“Be completely humble and gentle; be patient, bearing with one another in love.”
- Ephesians 4:2
This verse has been a good guide for me through this current moment we are facing. There has been so much brokenness, and there still is so much brokenness in regards to the racism in our country. Things feel divided and not united, but I am learning how to get quiet and listen… humbly and gently… learning about so much pain and suffering and disregard and dismissing that our black and brown brothers and sisters have faced in this country. It has been hard to swallow and almost unfathomable to imagine the wounds the BIPOC community has endured over centuries, and I’m realizing that I have not been “bearing with” them in love. I’m so sorry, and I’m grieving the way I have somehow missed the fact that an entire group of people has felt unseen and unheard for so long.
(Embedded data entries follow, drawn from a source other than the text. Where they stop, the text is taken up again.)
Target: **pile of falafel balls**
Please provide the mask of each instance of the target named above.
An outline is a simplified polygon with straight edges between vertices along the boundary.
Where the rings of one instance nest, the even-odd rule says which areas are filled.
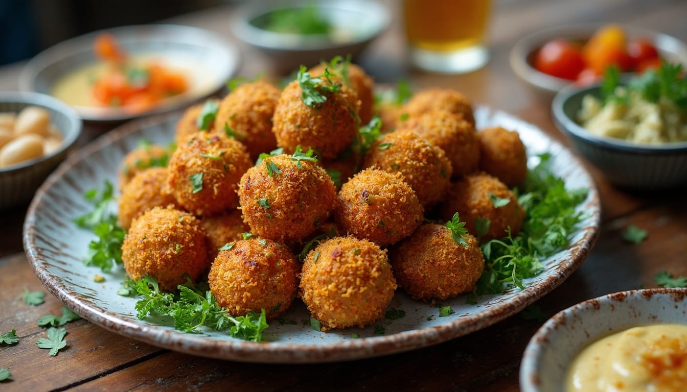
[[[394,103],[374,90],[339,61],[302,67],[283,90],[250,82],[189,108],[174,150],[145,145],[122,163],[127,273],[167,291],[207,277],[233,316],[278,317],[300,297],[323,330],[374,323],[397,286],[423,301],[473,290],[480,242],[515,235],[525,218],[510,190],[527,174],[524,146],[516,132],[476,130],[457,91]],[[365,146],[359,128],[379,119]],[[456,212],[462,244],[432,222]]]

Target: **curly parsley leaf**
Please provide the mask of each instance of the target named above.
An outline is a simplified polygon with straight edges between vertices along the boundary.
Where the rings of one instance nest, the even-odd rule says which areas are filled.
[[[315,78],[311,76],[308,69],[301,65],[296,76],[296,80],[301,88],[301,100],[306,106],[319,108],[327,100],[326,93],[335,93],[341,89],[341,83],[335,83],[332,77],[335,76],[328,68],[324,69],[324,74]],[[325,84],[324,82],[326,81]]]
[[[67,336],[67,330],[50,327],[47,330],[47,338],[41,338],[36,341],[36,345],[41,349],[50,349],[50,352],[48,354],[50,356],[55,356],[59,350],[67,347],[67,341],[65,340],[65,336]]]
[[[214,122],[217,117],[217,112],[219,111],[219,104],[214,100],[208,100],[203,105],[201,109],[201,114],[198,115],[196,120],[196,127],[198,129],[207,130],[210,128],[210,125]]]
[[[45,301],[45,293],[42,291],[29,291],[29,289],[25,288],[22,298],[24,303],[37,306]]]
[[[469,248],[470,245],[464,238],[468,235],[468,229],[465,229],[465,222],[460,222],[460,216],[456,212],[453,214],[453,218],[446,222],[446,228],[451,230],[451,236],[453,241],[459,245],[462,245],[464,248]]]
[[[646,238],[649,233],[646,230],[640,229],[634,224],[630,224],[622,232],[622,240],[626,242],[641,244]]]
[[[19,338],[16,336],[16,330],[12,330],[0,335],[0,344],[16,345],[19,341]]]
[[[312,148],[308,148],[307,152],[303,152],[301,150],[300,145],[296,146],[296,150],[293,152],[293,154],[291,155],[291,161],[296,161],[296,168],[299,169],[302,169],[301,166],[301,161],[308,161],[310,162],[317,162],[317,157],[313,155]]]
[[[673,274],[668,271],[660,271],[653,275],[657,286],[663,287],[687,287],[687,278],[684,276],[673,277]]]
[[[205,327],[245,341],[262,341],[262,332],[268,327],[264,309],[260,314],[249,312],[245,316],[234,317],[219,306],[212,292],[203,292],[190,281],[177,288],[178,295],[162,292],[154,277],[144,275],[136,282],[137,294],[143,297],[134,306],[137,318],[169,316],[174,328],[186,333],[198,333],[201,327]]]

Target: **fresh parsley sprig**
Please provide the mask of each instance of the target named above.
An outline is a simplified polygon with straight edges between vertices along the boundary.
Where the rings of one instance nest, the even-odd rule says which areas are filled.
[[[178,286],[178,295],[161,292],[157,281],[148,275],[137,281],[135,287],[137,295],[143,297],[135,305],[139,320],[149,315],[170,316],[174,328],[186,333],[198,333],[204,326],[256,342],[262,341],[262,332],[268,327],[264,309],[260,314],[234,317],[217,304],[212,292],[201,292],[190,281]]]

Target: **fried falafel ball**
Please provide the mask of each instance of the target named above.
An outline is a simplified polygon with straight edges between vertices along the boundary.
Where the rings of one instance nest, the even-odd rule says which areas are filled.
[[[344,232],[387,246],[410,235],[424,209],[400,173],[367,169],[341,187],[334,217]]]
[[[166,148],[147,141],[139,145],[124,156],[120,165],[120,189],[124,187],[126,183],[139,172],[149,168],[165,168],[169,162],[172,152]]]
[[[472,102],[463,94],[448,89],[427,89],[415,93],[405,104],[405,112],[417,117],[431,110],[446,111],[462,116],[475,126]]]
[[[149,209],[131,223],[122,244],[122,261],[134,280],[148,275],[163,291],[196,281],[208,266],[200,220],[172,207]]]
[[[251,165],[245,146],[235,139],[191,135],[172,154],[167,183],[179,205],[213,215],[237,207],[238,181]]]
[[[219,103],[217,102],[217,100],[208,100],[208,101],[213,101],[217,104]],[[205,104],[193,105],[183,112],[183,115],[181,116],[179,122],[177,123],[177,132],[174,135],[174,143],[177,145],[183,143],[191,135],[195,135],[199,132],[211,132],[214,126],[212,122],[208,124],[207,129],[201,129],[198,127],[198,117],[201,116],[204,105]]]
[[[324,73],[324,69],[330,66],[320,63],[310,69],[310,74],[319,76]],[[372,106],[374,104],[374,81],[365,73],[365,70],[355,64],[340,62],[334,65],[333,71],[348,87],[355,91],[360,100],[360,122],[368,124],[372,118]]]
[[[167,168],[150,168],[139,172],[122,188],[117,200],[118,218],[122,228],[128,230],[131,222],[153,207],[175,205],[167,192]]]
[[[425,209],[444,198],[453,173],[443,150],[409,130],[379,137],[365,155],[363,167],[402,174]]]
[[[238,189],[243,220],[251,232],[286,244],[324,223],[335,195],[324,169],[286,154],[267,157],[251,168]]]
[[[477,131],[460,116],[446,111],[430,111],[410,117],[398,126],[427,139],[446,152],[457,178],[477,170],[480,163],[480,141]]]
[[[383,316],[396,287],[386,251],[350,236],[320,243],[301,273],[301,297],[324,330],[374,323]]]
[[[441,224],[420,226],[400,242],[392,255],[398,286],[414,299],[446,299],[475,288],[484,271],[484,258],[475,237],[463,238],[466,248],[453,240]]]
[[[251,228],[243,222],[241,211],[238,209],[201,218],[205,231],[207,244],[207,260],[214,260],[219,249],[229,242],[243,238],[242,233],[250,232]]]
[[[480,169],[508,187],[519,185],[527,178],[527,154],[517,132],[497,126],[477,132]]]
[[[324,80],[318,86],[323,84],[329,83]],[[338,91],[321,91],[326,100],[313,103],[311,107],[303,102],[298,81],[289,83],[279,97],[272,118],[277,145],[289,154],[299,145],[304,151],[312,148],[319,157],[328,159],[348,148],[358,132],[360,101],[357,97],[353,100],[354,91],[339,85]],[[315,89],[321,91],[319,87]]]
[[[503,238],[508,235],[509,227],[515,236],[525,219],[525,210],[515,195],[498,178],[486,173],[469,174],[451,184],[441,205],[441,218],[451,220],[456,212],[468,231],[481,241]],[[488,230],[481,237],[475,226],[477,219],[489,222]]]
[[[300,264],[286,247],[252,238],[229,244],[208,275],[210,292],[232,316],[264,309],[268,319],[289,309],[298,290]]]
[[[254,161],[261,152],[277,147],[272,115],[280,94],[276,87],[261,80],[239,86],[222,100],[214,132],[225,132],[243,143]]]

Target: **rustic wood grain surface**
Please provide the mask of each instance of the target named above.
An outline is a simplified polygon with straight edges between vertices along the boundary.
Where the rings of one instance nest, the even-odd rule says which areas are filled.
[[[551,120],[550,98],[519,80],[508,56],[523,35],[545,27],[578,22],[629,23],[687,41],[687,2],[682,0],[501,0],[489,30],[491,60],[476,72],[443,76],[412,69],[405,59],[399,1],[385,1],[394,13],[391,27],[360,63],[379,82],[408,78],[418,87],[442,86],[534,123],[569,145]],[[183,15],[170,21],[214,30],[235,40],[227,21],[232,6]],[[459,18],[459,16],[456,16]],[[239,76],[269,69],[269,59],[242,45]],[[0,68],[0,89],[16,89],[21,64]],[[102,130],[87,129],[83,143]],[[587,260],[565,283],[538,301],[549,315],[609,292],[653,287],[653,275],[667,270],[687,275],[685,189],[629,193],[611,186],[587,167],[602,205],[601,233]],[[59,314],[50,295],[38,306],[25,305],[25,289],[43,290],[22,251],[26,207],[0,211],[0,333],[16,329],[21,340],[0,345],[0,368],[11,380],[2,391],[518,391],[523,351],[541,323],[514,316],[490,327],[440,345],[361,360],[322,365],[245,364],[207,359],[161,349],[107,332],[87,321],[67,325],[68,347],[56,357],[36,347],[45,334],[36,321]],[[622,242],[629,224],[646,229],[639,245]]]

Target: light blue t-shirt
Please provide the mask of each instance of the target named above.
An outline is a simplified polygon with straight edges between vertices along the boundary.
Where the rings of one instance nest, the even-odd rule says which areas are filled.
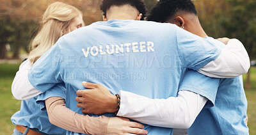
[[[215,106],[203,109],[188,129],[188,134],[249,134],[244,123],[246,110],[242,76],[221,79]]]
[[[59,91],[65,90],[62,86],[55,85],[53,89],[58,90]],[[58,96],[63,97],[60,94]],[[40,110],[44,106],[36,103],[38,97],[40,96],[36,96],[21,102],[20,110],[16,112],[11,118],[13,123],[28,127],[36,131],[38,129],[42,134],[65,134],[67,132],[65,130],[50,123],[46,110]]]
[[[100,83],[113,94],[125,90],[152,99],[176,97],[186,70],[215,60],[221,52],[216,46],[168,23],[97,22],[60,38],[28,77],[42,92],[63,82],[67,107],[83,114],[75,100],[76,91],[84,89],[82,81]],[[172,129],[145,125],[145,129],[148,134],[172,134]]]

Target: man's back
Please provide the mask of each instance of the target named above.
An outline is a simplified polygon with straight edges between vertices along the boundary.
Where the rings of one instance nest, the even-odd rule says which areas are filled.
[[[123,90],[152,99],[176,97],[186,69],[198,70],[220,52],[210,42],[173,24],[98,22],[61,38],[34,65],[37,68],[32,67],[29,79],[42,92],[64,82],[67,106],[82,114],[75,98],[76,91],[84,89],[83,81],[102,84],[112,93]],[[172,132],[167,128],[145,129],[148,134]]]

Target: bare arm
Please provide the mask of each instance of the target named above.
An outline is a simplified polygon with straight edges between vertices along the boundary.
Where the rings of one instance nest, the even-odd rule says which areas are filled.
[[[143,125],[120,117],[99,117],[83,115],[66,107],[65,100],[53,97],[45,100],[50,122],[72,132],[89,134],[147,134]]]
[[[76,99],[81,102],[77,104],[78,107],[86,108],[83,113],[100,114],[115,111],[108,109],[116,108],[116,98],[108,89],[101,84],[90,83],[84,86],[91,90],[77,91],[77,95],[83,97]],[[207,101],[206,98],[189,91],[180,91],[177,97],[167,99],[152,99],[124,91],[120,93],[121,106],[118,116],[169,128],[189,128]],[[96,101],[97,99],[99,100]]]

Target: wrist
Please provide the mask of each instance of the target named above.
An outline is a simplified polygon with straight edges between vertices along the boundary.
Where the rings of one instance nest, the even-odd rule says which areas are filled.
[[[110,97],[109,106],[108,113],[114,113],[115,112],[116,112],[118,106],[118,101],[115,95],[112,95],[111,97]]]

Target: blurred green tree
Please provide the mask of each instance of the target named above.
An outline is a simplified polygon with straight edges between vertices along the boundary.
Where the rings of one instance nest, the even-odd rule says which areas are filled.
[[[251,60],[256,58],[256,1],[195,0],[198,17],[206,33],[214,38],[239,39]],[[250,70],[245,88],[250,89]]]

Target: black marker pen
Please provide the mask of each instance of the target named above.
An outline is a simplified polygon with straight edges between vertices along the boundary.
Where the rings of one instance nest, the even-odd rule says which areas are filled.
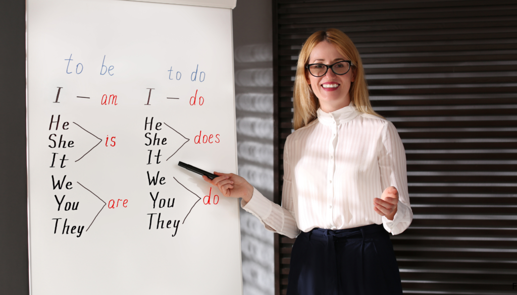
[[[178,166],[180,167],[183,167],[183,168],[185,168],[187,170],[190,170],[190,171],[197,173],[197,174],[199,174],[200,175],[204,175],[205,176],[206,176],[207,177],[210,178],[210,179],[214,179],[216,177],[217,177],[217,175],[216,175],[215,174],[212,174],[209,172],[207,172],[204,170],[201,170],[199,168],[194,167],[193,166],[191,165],[189,165],[188,164],[185,164],[183,162],[180,162],[179,163],[178,163]]]

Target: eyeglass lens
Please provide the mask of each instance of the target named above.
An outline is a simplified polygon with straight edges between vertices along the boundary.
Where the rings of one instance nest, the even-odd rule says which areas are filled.
[[[342,75],[348,71],[350,64],[345,61],[334,64],[332,66],[332,70],[334,73]],[[323,64],[316,64],[309,66],[309,71],[314,76],[321,76],[327,72],[327,66]]]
I missed it because my experience in this country is so different because of the color of my skin. I’m learning that white privilege is real. I’m learning that it doesn’t mean white people don’t face hardship or struggle, but we have a leg up because we enjoy so many privileges that people of color do not. God has been kind to open my eyes and to point me to His love, to the story of the cross, where He meets us in all of the ugly mess of our brokenness, and grounds hope in an empty grave. I’m so grateful for this hope. I’m so grateful He is the ultimate bridge builder, and I’m grateful for the patience and humility He is teaching me to have as I learn to be a bridge builder toward racial reconciliation. It is hard work, but it is good and necessary work, and I’m so grateful for grace in the midst of it, especially while I feel like a tiny baby as I take my first intentional steps in the direction I see Jesus walking in scripture time and time again... moving towards those who are outcasts, pushed toward the edges of society, disgraced, judged, poor, and hurting.
I’m also so grateful for the humility, patience, and bravery of so many black and brown leaders who have been teaching me and helping me to understand the brokenness of the racism here in our country. I’m grateful for the way they have been bearing with me as I come to the table to listen, learn, and leverage my voice and my time and my heart to be a bridge builder. I see Jesus in them, and I’m so grateful they are bearing with me in love. I want to be like that. Lord, help us bear with one another.